KeyError: 'storage_policy_index' in _really_merge_items swift/account/backend.py

Bug #1424108 reported by Omar Ali
18
This bug affects 4 people
Affects Status Importance Assigned to Milestone
OpenStack Object Storage (swift)
Fix Released
Critical
clayg

Bug Description

I upgraded some servers in our swift cluster from 1.12.0 to 2.2.2. One of the upgraded servers started having the error below.

Feb 20 15:57:44 localhost account-server: ERROR __call__ error with REPLICATE /d3/729530/b21baafc5e8847fdcce40eed9e373474 : #012
Traceback (most recent call last):#012
  File "/usr/lib/python2.7/site-packages/swift/account/server.py", line 269, in __call__#012
    res = method(req)#012
  File "/usr/lib/python2.7/site-packages/swift/common/utils.py", line 2480, in wrapped#012
    return func(*a, **kw)#012
  File "/usr/lib/python2.7/site-packages/swift/common/utils.py", line 1054, in _timing_stats#012
    resp = func(ctrl, *args, **kwargs)#012
  File "/usr/lib/python2.7/site-packages/swift/account/server.py", line 230, in REPLICATE#012
    ret = self.replicator_rpc.dispatch(post_args, args)#012
  File "/usr/lib/python2.7/site-packages/swift/common/db_replicator.py", line 615, in dispatch#012
    return getattr(self, op)(self.broker_class(db_file), args)#012
  File "/usr/lib/python2.7/site-packages/swift/common/db_replicator.py", line 707, in merge_items#012
    broker.merge_items(args[0], args[1])#012
  File "/usr/lib/python2.7/site-packages/swift/account/backend.py", line 522, in merge_items#012
    _really_merge_items(conn)#012
  File "/usr/lib/python2.7/site-packages/swift/account/backend.py", line 466, in _really_merge_items#012
    rec['storage_policy_index']]#012KeyError: 'storage_policy_index'

Omar Ali (omarali)
description: updated
Revision history for this message
Pete Zaitcev (zaitcev) wrote :

This is the first time I encounter an SP-related schema migration failure.

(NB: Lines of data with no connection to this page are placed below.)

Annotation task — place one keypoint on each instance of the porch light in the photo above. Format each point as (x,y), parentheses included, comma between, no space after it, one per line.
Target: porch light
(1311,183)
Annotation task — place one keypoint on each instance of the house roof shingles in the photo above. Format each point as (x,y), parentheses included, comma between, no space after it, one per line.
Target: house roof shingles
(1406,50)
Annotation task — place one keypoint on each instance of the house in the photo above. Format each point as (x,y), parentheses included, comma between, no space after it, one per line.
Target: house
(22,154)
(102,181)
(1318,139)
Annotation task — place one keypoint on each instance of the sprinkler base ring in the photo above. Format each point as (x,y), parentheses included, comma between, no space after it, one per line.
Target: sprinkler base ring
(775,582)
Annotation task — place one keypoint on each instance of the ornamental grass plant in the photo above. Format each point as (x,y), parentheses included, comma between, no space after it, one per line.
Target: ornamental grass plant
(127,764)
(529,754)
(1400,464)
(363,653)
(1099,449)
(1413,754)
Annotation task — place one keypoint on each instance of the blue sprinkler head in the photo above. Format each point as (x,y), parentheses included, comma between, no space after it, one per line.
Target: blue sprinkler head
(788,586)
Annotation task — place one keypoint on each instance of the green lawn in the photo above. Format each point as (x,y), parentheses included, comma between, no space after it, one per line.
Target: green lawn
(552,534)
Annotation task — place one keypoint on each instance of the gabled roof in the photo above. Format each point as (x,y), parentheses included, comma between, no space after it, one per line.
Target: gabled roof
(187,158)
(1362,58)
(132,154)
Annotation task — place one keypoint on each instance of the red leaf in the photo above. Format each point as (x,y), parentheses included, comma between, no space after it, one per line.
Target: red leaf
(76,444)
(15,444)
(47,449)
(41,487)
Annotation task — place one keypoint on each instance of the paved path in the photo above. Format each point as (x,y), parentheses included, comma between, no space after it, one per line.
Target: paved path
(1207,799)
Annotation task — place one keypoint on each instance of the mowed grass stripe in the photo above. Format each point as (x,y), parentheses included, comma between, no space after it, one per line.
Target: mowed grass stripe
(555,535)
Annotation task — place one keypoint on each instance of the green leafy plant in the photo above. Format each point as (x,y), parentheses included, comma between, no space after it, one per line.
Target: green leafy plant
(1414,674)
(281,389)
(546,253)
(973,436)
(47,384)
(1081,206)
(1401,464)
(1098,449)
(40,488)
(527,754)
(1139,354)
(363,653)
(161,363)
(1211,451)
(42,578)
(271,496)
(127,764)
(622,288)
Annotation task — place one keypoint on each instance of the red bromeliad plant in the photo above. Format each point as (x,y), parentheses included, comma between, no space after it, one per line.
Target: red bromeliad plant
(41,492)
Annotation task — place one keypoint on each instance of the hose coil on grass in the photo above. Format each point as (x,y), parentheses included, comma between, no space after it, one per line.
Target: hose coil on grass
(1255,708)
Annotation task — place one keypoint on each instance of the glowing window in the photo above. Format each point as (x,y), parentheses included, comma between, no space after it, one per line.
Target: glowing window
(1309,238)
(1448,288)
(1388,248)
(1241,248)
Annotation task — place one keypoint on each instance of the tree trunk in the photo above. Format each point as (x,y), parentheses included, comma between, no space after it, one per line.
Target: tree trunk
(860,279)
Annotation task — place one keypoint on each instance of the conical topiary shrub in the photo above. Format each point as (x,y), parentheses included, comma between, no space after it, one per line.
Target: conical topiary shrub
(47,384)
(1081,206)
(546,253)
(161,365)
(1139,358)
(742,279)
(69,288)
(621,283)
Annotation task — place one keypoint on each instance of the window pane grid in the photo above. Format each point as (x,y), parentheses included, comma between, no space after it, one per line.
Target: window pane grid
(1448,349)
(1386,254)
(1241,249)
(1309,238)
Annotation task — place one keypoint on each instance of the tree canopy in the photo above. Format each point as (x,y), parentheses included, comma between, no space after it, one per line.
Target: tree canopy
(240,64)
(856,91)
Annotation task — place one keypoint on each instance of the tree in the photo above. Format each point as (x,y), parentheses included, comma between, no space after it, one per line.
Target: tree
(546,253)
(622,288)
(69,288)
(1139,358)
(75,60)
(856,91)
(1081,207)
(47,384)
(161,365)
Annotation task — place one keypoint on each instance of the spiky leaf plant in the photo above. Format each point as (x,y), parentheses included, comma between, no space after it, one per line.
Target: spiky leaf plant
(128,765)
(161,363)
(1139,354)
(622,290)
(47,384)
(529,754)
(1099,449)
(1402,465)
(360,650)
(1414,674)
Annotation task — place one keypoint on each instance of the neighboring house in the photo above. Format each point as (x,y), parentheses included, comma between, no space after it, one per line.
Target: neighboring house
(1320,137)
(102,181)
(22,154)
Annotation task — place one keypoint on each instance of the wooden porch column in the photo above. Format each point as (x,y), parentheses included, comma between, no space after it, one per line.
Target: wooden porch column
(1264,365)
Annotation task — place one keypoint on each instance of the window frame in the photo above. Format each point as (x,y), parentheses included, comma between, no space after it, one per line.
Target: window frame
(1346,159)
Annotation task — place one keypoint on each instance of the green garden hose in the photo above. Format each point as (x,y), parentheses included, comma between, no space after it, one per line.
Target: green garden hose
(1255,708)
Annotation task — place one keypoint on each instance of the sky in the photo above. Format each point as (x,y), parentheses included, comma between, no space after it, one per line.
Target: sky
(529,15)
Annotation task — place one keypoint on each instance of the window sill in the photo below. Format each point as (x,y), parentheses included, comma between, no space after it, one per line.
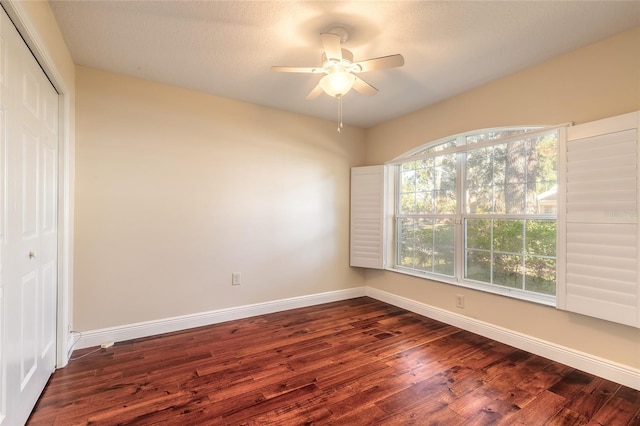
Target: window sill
(513,293)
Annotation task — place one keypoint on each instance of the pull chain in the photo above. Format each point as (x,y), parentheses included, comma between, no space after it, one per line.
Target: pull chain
(340,126)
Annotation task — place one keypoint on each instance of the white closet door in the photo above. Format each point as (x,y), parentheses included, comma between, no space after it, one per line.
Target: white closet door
(601,239)
(29,140)
(367,212)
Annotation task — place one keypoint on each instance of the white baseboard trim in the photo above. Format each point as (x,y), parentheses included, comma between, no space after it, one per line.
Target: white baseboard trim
(167,325)
(601,367)
(618,373)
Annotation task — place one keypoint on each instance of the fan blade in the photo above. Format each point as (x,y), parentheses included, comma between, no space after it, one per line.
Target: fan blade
(331,45)
(317,91)
(391,61)
(363,87)
(297,69)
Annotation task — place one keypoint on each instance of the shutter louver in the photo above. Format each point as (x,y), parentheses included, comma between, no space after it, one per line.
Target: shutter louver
(601,222)
(367,209)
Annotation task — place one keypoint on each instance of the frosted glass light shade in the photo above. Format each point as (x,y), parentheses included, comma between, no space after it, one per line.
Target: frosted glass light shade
(337,83)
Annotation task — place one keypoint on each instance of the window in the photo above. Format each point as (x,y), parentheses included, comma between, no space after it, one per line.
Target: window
(479,209)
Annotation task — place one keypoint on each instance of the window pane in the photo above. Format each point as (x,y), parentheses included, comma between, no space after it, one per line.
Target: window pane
(406,242)
(424,202)
(516,178)
(479,137)
(408,181)
(445,202)
(541,237)
(424,245)
(410,165)
(424,180)
(480,200)
(478,265)
(479,234)
(408,203)
(540,275)
(438,146)
(508,235)
(443,241)
(507,270)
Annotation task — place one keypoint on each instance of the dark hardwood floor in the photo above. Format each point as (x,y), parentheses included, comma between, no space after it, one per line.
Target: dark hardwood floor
(355,362)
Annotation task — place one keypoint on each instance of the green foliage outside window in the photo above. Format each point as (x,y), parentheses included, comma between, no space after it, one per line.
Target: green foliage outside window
(506,211)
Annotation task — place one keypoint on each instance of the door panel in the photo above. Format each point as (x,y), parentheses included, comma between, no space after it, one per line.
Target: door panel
(28,250)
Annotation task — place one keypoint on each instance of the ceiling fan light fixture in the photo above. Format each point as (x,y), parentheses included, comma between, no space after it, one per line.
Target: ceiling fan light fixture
(337,83)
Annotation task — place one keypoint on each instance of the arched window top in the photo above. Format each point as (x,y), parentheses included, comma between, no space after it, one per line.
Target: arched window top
(468,138)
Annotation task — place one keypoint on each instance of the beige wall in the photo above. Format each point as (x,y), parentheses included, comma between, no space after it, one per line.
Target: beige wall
(175,190)
(594,82)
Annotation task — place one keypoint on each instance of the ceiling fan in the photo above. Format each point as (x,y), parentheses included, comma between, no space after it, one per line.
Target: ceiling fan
(340,70)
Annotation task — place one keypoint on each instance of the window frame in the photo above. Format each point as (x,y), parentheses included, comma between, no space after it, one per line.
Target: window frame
(393,196)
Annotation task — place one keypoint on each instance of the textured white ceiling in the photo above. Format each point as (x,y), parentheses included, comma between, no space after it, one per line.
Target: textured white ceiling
(226,48)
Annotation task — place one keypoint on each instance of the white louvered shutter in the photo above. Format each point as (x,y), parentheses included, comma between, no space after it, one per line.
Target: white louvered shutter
(367,209)
(602,235)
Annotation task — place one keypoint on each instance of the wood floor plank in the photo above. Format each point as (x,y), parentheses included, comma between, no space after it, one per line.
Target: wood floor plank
(353,362)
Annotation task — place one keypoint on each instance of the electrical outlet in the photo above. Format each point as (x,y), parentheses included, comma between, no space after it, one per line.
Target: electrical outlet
(235,278)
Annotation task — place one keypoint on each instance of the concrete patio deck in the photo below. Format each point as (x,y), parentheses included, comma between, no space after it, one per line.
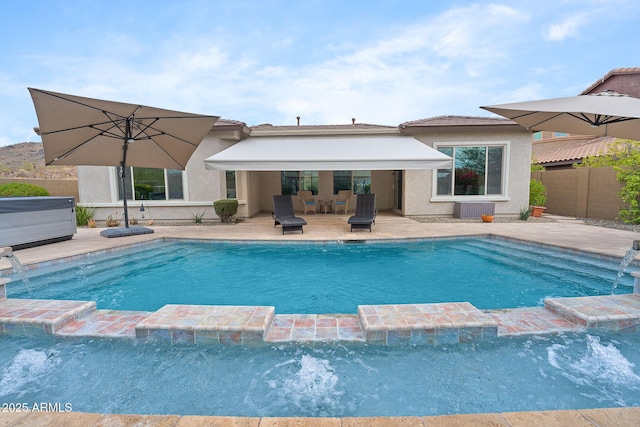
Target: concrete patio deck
(563,233)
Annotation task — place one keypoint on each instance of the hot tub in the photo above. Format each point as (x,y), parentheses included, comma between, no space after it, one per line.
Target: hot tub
(33,221)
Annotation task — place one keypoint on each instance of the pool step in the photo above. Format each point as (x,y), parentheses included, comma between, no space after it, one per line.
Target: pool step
(446,323)
(207,324)
(315,327)
(106,323)
(28,316)
(616,313)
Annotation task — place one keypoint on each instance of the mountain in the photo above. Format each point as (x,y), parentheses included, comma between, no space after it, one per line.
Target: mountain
(26,160)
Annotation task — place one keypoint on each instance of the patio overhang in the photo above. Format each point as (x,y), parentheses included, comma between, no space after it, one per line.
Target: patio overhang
(328,153)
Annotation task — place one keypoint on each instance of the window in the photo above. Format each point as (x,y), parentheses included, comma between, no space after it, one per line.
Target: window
(231,184)
(357,181)
(152,184)
(477,171)
(294,181)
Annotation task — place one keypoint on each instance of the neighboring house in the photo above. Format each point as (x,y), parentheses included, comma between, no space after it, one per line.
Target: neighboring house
(491,158)
(558,150)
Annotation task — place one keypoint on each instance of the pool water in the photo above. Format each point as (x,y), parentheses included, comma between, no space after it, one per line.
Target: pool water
(516,374)
(324,277)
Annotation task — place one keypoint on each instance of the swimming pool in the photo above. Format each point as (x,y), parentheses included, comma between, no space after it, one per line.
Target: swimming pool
(510,374)
(325,277)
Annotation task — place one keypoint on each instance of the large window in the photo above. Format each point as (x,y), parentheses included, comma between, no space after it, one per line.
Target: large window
(294,181)
(477,171)
(231,184)
(357,181)
(152,184)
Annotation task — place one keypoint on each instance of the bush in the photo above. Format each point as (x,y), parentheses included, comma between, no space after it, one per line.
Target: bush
(84,214)
(16,189)
(537,193)
(226,209)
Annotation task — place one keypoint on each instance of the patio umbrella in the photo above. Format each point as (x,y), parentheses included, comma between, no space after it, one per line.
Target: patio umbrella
(606,113)
(94,132)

It worked so well that we, IIRC, never bothered with a tool for forced migrations. I would try to re-migrate step by step... e.g. 1.13->2.0, see if that helps. If that fails, it's the SQL wizardry turn, no other choice (unless someone has a tool already made).

Revision history for this message
clayg (clay-gerrard) wrote :

I think I see a bug, you may have to wait for a full account audit pass for the all the schemas to get migrated....

On the container implementation I see both in _commit_puts_load where it checks for the legacy entries in the .pending - but then also in _really_merge_items where it:

    item.setdefault('storage_policy_index', 0) # legacy

The account backend does the legacy compat dance in _commit_puts_load for pending container updates that weren't on disk, but it doesn't do anything in _really_merge_items that I can see for entries sent via replication directly? And since the db_replicator's get_items_since just returns whatever fields are in the table when it pulls out records it seems like you could get a db_replicator's _usync_db to ship over records to merge items that don't have storage_policy_index.

I really don't know how we didn't manage to catch this in all the upgrade testing, as I understand it this should happen a lot immediately following an upgrade until you auditors run over all the databases and call get_policy_stats with do_migrations (which should force the schema change and make the get_items_since ship all the expected fields to the remote node)

Can you confirm if these go away once the account auditor has ran - or after you put a new container into the account? Anything that forces the schema migration would fix this if I understand it correctly.

I'll redo the upgrade/replicate test - I'm guessing it wouldn't hurt to stick a setdefault into the account's really merge items like we did for containers.

Revision history for this message
Omar Ali (omarali) wrote :

If I'm understanding you correctly, the error will stop only after all three dbs' schemas are changed. Since I've only updated some of the servers, and since some dbs are on the upgraded servers and some dbs are on the old servers, I will keep receiving this error until I upgrade the remaining servers and wait for the schemas to change. Is that correct?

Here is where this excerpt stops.